WillDreamer / Aurora

[NeurIPS2023] Parameter-efficient Tuning of Large-scale Multimodal Foundation Model
https://arxiv.org/abs/2305.08381
80 stars 7 forks source link

The details of experiments look very solid. Has any one reproduced successfully? #12

Closed Arsiuuu closed 9 months ago

Arsiuuu commented 9 months ago

I tried some times, but got poor results.

BinhuiXie commented 9 months ago

+1

Arsiuuu commented 9 months ago

I only tried on MSR-VTT for video-text retrieval and got poor results too. @BinhuiXie

xinlong-yang commented 9 months ago

@BinhuiXie Hi there, because we have done a large number of ablation experiments and due to storage resource limitations, we are ashamed that we did not record all ckpt parameters completely, but we found the Flickr30K results of a version of ablation experiment at that time, and you can see that R@1 does not have a large drop. If R@1 drops too much (more than 10), we think it may be because there is no convergence. image

xinlong-yang commented 9 months ago

@Arsiuuu hi there, we follow the same setting in Uniadapter, so you may check your pretraining .pth and proper dataset to be consistent with the Uniadapter, and since ITC loss uses a global queue, you should better use about the same batch size and nGPUs.

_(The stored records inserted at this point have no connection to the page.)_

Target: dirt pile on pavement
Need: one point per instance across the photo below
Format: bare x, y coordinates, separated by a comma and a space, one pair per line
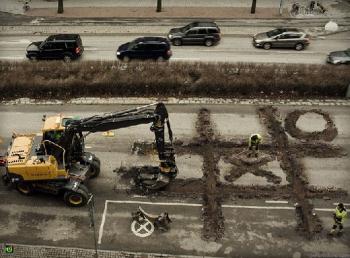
213, 191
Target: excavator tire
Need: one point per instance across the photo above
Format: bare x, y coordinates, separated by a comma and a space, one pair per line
76, 198
95, 168
24, 188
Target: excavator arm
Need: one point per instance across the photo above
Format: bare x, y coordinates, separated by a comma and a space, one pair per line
72, 139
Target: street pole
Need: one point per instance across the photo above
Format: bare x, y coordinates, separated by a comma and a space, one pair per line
159, 6
91, 207
281, 7
60, 6
252, 10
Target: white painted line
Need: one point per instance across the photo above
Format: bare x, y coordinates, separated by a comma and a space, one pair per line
276, 202
259, 207
192, 205
185, 58
158, 203
100, 232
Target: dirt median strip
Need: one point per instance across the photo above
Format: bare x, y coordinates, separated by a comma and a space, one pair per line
61, 81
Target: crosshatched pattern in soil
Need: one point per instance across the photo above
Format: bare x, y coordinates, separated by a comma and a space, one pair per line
212, 148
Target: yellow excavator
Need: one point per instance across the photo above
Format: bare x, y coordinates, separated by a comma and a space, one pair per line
55, 161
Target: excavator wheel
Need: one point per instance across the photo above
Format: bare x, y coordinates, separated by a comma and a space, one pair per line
95, 168
76, 198
24, 188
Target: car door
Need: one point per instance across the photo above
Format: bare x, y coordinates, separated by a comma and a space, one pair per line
190, 36
202, 34
52, 50
282, 40
139, 51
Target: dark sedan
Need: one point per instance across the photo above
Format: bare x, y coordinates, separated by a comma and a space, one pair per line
339, 57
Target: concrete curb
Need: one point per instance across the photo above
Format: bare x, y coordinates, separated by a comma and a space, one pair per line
176, 101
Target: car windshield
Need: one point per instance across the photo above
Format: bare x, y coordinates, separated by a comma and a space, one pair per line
42, 44
187, 27
273, 33
132, 44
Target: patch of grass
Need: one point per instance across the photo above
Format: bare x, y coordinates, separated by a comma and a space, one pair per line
58, 80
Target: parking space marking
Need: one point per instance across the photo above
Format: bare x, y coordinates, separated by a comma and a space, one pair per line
267, 201
193, 205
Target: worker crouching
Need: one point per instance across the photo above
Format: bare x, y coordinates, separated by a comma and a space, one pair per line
339, 216
254, 141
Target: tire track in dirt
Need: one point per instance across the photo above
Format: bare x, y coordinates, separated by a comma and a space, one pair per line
213, 227
309, 221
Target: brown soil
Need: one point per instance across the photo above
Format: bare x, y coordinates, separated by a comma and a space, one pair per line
212, 148
328, 134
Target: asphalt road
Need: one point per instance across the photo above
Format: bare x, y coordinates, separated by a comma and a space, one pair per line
253, 227
230, 49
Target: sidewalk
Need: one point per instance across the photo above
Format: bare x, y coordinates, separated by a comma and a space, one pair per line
222, 9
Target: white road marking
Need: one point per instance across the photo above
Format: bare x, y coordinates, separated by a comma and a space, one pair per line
102, 223
193, 205
276, 201
185, 58
11, 57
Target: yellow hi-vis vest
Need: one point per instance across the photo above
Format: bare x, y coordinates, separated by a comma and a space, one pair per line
256, 141
340, 215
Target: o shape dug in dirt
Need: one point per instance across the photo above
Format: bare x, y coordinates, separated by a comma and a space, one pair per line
142, 230
328, 134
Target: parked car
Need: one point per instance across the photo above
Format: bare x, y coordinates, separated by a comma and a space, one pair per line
339, 57
157, 48
60, 46
282, 38
196, 33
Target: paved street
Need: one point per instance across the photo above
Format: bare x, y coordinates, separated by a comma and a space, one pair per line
230, 49
261, 225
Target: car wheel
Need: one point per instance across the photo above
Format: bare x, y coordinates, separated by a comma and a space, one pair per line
24, 188
208, 42
76, 198
33, 58
95, 168
177, 42
267, 46
299, 47
67, 59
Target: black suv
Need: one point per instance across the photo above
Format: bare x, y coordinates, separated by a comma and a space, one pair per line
197, 33
282, 38
61, 46
157, 48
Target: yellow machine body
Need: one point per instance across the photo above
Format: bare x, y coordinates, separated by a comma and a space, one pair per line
21, 161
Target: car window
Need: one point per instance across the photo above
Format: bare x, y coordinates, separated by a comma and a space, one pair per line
273, 33
192, 32
49, 45
284, 36
140, 47
202, 31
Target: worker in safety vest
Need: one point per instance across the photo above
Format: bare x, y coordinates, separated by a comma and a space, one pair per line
339, 217
254, 141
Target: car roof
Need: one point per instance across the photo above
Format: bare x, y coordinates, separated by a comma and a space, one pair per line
63, 37
204, 24
155, 40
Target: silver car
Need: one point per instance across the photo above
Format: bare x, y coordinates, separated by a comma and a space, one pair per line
282, 38
339, 57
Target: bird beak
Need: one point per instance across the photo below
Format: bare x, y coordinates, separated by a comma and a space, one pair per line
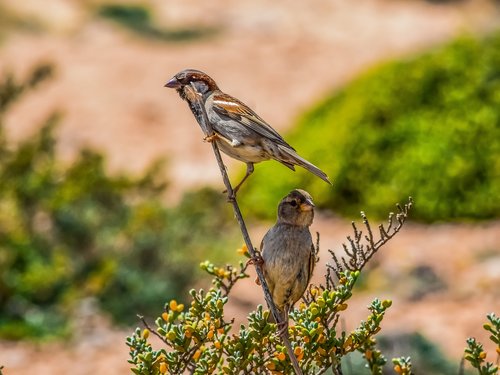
173, 84
308, 205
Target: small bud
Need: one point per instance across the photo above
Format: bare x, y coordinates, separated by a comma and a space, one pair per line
220, 304
173, 305
196, 355
163, 367
342, 307
171, 335
270, 366
386, 303
210, 335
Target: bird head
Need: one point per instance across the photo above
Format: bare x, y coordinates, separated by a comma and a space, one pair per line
200, 81
297, 208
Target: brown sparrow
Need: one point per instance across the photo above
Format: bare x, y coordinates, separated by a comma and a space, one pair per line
238, 131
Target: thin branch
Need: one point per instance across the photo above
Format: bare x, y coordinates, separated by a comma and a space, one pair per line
232, 199
152, 330
358, 253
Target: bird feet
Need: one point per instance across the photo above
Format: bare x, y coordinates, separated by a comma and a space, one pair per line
282, 328
256, 260
211, 138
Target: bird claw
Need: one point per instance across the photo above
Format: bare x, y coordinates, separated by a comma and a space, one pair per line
282, 328
211, 138
256, 260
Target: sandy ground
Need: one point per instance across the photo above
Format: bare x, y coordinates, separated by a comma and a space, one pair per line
279, 58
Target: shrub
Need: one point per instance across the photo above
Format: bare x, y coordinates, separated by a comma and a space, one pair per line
200, 338
68, 232
428, 126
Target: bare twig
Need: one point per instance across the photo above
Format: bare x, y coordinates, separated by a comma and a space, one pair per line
207, 127
357, 253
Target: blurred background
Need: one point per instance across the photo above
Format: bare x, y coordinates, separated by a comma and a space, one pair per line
109, 199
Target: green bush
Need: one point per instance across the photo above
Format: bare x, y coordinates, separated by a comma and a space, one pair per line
427, 126
68, 232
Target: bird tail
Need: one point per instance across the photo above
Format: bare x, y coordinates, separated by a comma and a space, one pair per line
290, 158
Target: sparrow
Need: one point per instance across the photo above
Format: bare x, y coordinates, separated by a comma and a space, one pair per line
238, 130
288, 253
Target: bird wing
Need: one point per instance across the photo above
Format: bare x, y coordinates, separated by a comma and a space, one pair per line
226, 105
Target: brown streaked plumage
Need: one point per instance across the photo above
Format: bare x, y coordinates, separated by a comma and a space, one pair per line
239, 131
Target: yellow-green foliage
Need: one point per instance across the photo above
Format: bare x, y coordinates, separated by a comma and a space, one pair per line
73, 231
427, 126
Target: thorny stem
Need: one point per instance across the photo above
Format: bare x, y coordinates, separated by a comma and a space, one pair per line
237, 213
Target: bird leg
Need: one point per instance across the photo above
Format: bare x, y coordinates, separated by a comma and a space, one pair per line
211, 138
232, 198
249, 172
257, 260
283, 325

BinhuiXie commented 9 months ago

@xinlong-yang thank you for your response.

actually, the large drop was caused by the incorrect command.

original

python -m torch.distributed.run --nproc_per_node=8 train_retrieval.py --config ./configs/retrieval_flickr.yaml --output_dir output/flickr --evaluate 

this will load the BLIP pre-trained parameters :rofl:

and the fine-tuned parameters by Aurora could be loaded as follows.

correct

python -m torch.distributed.run --nproc_per_node=8 train_retrieval.py --config ./configs/retrieval_flickr.yaml --output_dir output/flickr --evaluate ----pretrained output/flickr/checkpoint_3.pth

thanks again! keep up the fantastic work :rocket: